The lovely light blue flowers create a magic moment in late spring for a couple of weeks when the foliage takes over and provides the main interest. The leaves are pinnately compound in such a way that they look like the rungs of a ladder, giving the plant its common name. Although the specific name suggests that the plant is a rampant spreader it is not and spreads by seeds to form an attractive ground cover over time. Breeding programs have produced cultivars that are less floppy and that have variegated leaves. A native of moist woods in the northeast and the prairies, it thrives in moist condition but tolerates some drought. If dry conditions persist it may go dormant but will return.
Type: Herbaceous perennial
Foliage: Pinnately compound leaves up to one foot long have 5-15 oval leaflets with smooth margins.
Size: 8-18″ H x 12″ W
Light: Part sun to part shade
Soil: Fertile, humus rich, moist to average, well-drained
Fertilizer: Apply fertilizer or compost in spring
Hardiness: Zones 3-8 but does not like hot humid weather
Care: Remove dead foliage in spring; deadhead to prolong bloom
Pests and Diseases: None of significance but susceptible to a variety of fungal infections.

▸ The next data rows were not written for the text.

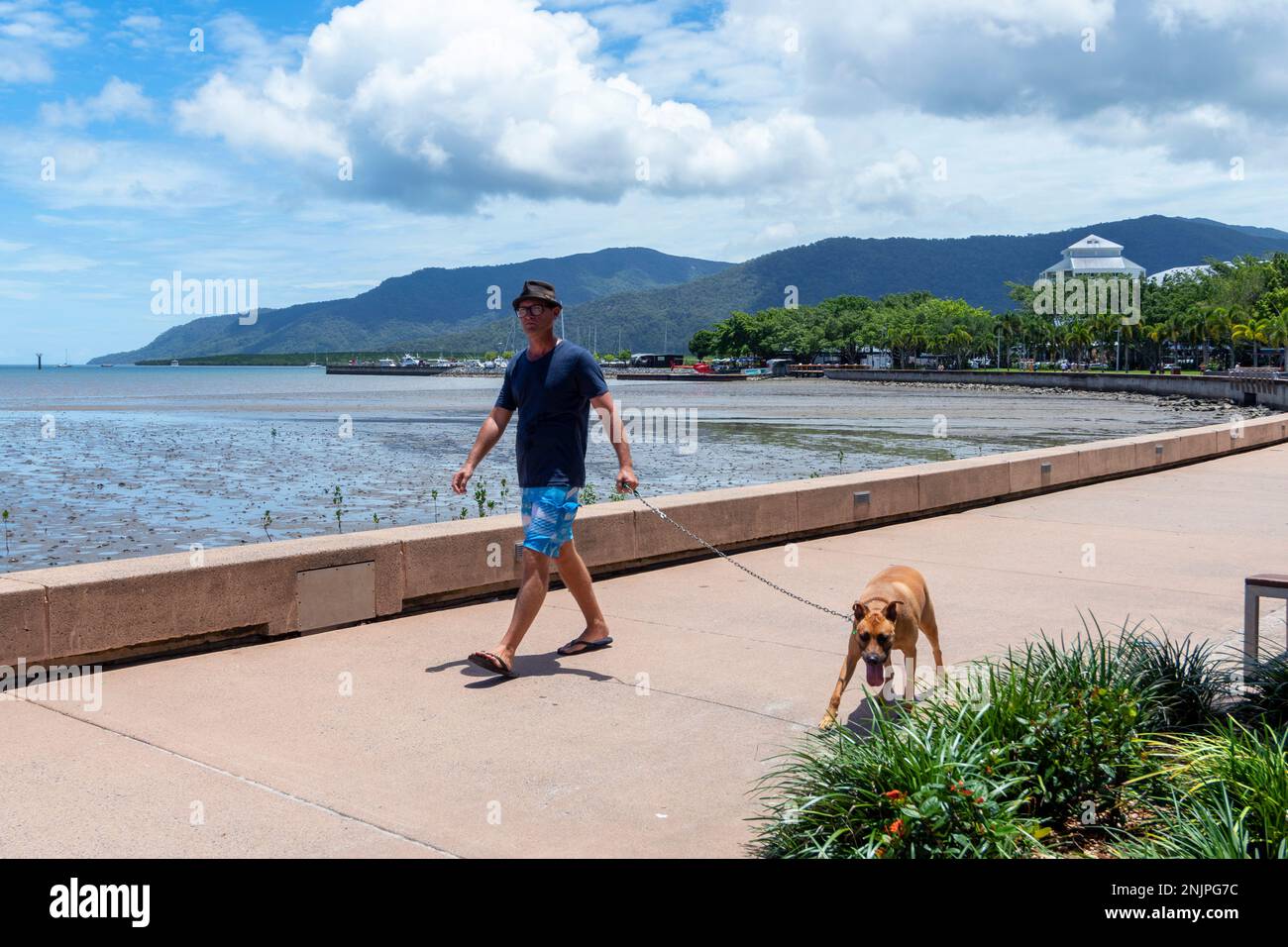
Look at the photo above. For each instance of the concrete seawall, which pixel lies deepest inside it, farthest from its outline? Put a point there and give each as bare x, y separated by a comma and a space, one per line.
1240, 390
167, 603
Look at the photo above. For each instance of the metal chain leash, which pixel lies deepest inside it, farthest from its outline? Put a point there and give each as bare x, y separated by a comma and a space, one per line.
734, 562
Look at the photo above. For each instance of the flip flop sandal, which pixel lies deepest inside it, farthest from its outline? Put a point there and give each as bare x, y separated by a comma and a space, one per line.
490, 663
585, 646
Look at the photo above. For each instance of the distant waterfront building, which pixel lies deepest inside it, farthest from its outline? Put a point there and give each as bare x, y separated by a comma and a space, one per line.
1094, 256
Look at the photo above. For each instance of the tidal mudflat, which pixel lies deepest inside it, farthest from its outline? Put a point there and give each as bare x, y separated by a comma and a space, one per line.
110, 463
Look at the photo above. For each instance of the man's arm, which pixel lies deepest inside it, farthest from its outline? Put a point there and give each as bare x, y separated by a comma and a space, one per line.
488, 434
612, 421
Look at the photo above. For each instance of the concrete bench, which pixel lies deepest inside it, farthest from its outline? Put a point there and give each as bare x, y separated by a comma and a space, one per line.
1254, 587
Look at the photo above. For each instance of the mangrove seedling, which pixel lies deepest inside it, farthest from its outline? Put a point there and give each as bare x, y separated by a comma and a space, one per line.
338, 502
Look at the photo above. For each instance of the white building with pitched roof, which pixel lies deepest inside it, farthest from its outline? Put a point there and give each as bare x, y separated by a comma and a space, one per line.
1094, 256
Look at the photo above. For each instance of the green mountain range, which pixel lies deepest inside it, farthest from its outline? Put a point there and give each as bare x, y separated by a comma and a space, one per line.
416, 309
645, 300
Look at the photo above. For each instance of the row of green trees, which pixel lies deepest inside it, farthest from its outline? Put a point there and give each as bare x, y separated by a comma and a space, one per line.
1220, 316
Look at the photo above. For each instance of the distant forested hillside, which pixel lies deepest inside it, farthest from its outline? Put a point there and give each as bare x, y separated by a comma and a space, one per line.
644, 300
420, 308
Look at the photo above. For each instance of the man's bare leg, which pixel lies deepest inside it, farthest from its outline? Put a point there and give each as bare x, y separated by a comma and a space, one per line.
532, 591
576, 578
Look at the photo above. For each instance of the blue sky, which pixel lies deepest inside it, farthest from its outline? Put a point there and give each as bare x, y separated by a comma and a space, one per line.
496, 131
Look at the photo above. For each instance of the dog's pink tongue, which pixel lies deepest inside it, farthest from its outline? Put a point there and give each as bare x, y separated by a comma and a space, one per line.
876, 674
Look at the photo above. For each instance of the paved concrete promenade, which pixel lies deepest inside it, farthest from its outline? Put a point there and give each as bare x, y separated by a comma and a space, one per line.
378, 740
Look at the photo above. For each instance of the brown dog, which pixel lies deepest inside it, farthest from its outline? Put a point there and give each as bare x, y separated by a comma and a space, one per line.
888, 615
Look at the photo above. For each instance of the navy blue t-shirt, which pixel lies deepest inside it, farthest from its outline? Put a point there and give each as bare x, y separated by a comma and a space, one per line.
553, 397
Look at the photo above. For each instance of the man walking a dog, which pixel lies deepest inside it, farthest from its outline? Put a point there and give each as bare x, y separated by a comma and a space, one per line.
552, 384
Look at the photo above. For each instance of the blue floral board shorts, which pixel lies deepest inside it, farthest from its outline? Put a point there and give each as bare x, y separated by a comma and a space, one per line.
548, 514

Propagation: Seed (ripen in late summer); division in fall or spring
var. alba (white flowers)
‘Blue Pearl (8-10″, bright blue flowrs)
‘Touch of Class’ (variegated, light blue flowers)
Companion plants: Trillium (Trillium spp.), wild ginger (Asarum canadense), shooting star (Dodecatheon meadia), large flowered bellwort (Uvularia gradiflora), Solomon’s seal (Polygonatum biflorum), wild geranium (Geranium maculatum), Jack-on-the-pulpit (Asisaema triphyllum), sharp-lobed hepatica (Hepatica acutiloba), spiderwort (Tradescantia virginiana), columbine (Aquilegia formosa), Christmas fern (Polystichum acrostichoides).